The SCF procedure is regulated with keys that set the maximum number of iterations, the convergence criterion, and various items that control the iterative update method. Molecules may display wildly different SCF-iteration behavior, ranging from easy and rapid convergence to troublesome oscillations. We expect that the default settings take care of most cases, but one should realize that this is a difficult and tricky subject. The user has a few (main) options to adapt the procedure to the situation at hand: simple damping or the DIIS procedure (Direct Inversion in the Iterative Subspace). Either of them can be combined with Level-Shifting.
At each cycle the density is computed as a summation of occupied orbitals (squared); the new density defines the new potential from which the orbitals are re-computed, et cetera, until convergence is reached. To speed-up convergence and to avoid non-convergent oscillatory behavior the values at the next iteration are constructed as a mixture of the computed new data and those used at the cycles before.

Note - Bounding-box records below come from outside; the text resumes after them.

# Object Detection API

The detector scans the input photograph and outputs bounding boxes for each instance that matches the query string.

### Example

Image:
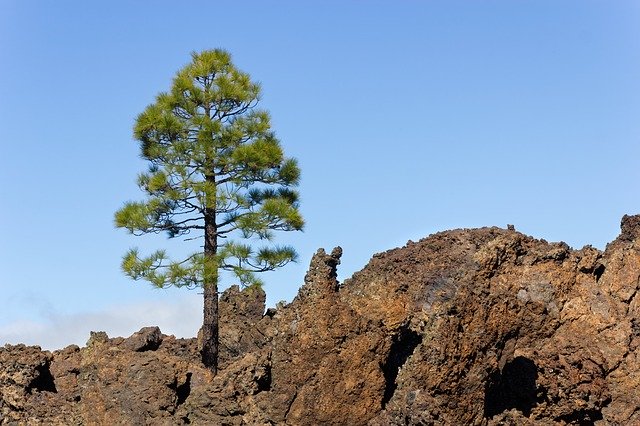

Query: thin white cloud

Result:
[0,295,202,350]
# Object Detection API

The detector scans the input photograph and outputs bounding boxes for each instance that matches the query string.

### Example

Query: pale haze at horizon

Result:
[0,0,640,349]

This may involve only the previous cycle and is then called damping. Alternatively the DIIS procedure can be invoked, which is a generalization of damping to include more previous iterations.

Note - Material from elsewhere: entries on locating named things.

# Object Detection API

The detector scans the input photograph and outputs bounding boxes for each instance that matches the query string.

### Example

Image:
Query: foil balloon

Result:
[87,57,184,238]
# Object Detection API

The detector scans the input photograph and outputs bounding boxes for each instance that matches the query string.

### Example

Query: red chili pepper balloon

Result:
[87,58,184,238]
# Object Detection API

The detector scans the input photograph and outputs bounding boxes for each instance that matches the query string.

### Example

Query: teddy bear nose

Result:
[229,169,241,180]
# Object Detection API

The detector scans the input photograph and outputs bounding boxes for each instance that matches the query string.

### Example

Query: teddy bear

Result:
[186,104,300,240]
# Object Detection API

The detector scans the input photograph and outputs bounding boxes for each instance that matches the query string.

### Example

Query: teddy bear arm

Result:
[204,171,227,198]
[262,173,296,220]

In ADF2009.01 two methods, called ARH and Energy-DIIS, have been implemented that can solve problematic cases for SCF convergence. These methods will be discussed separately, after the main options of the SCF key. Both methods require the total energy to be calculated at each step, which makes them much more expensive compared to the standard SCF procedure, and not applicable in all cases. Therefore, these methods should only be used when the standard SCF procedure fails.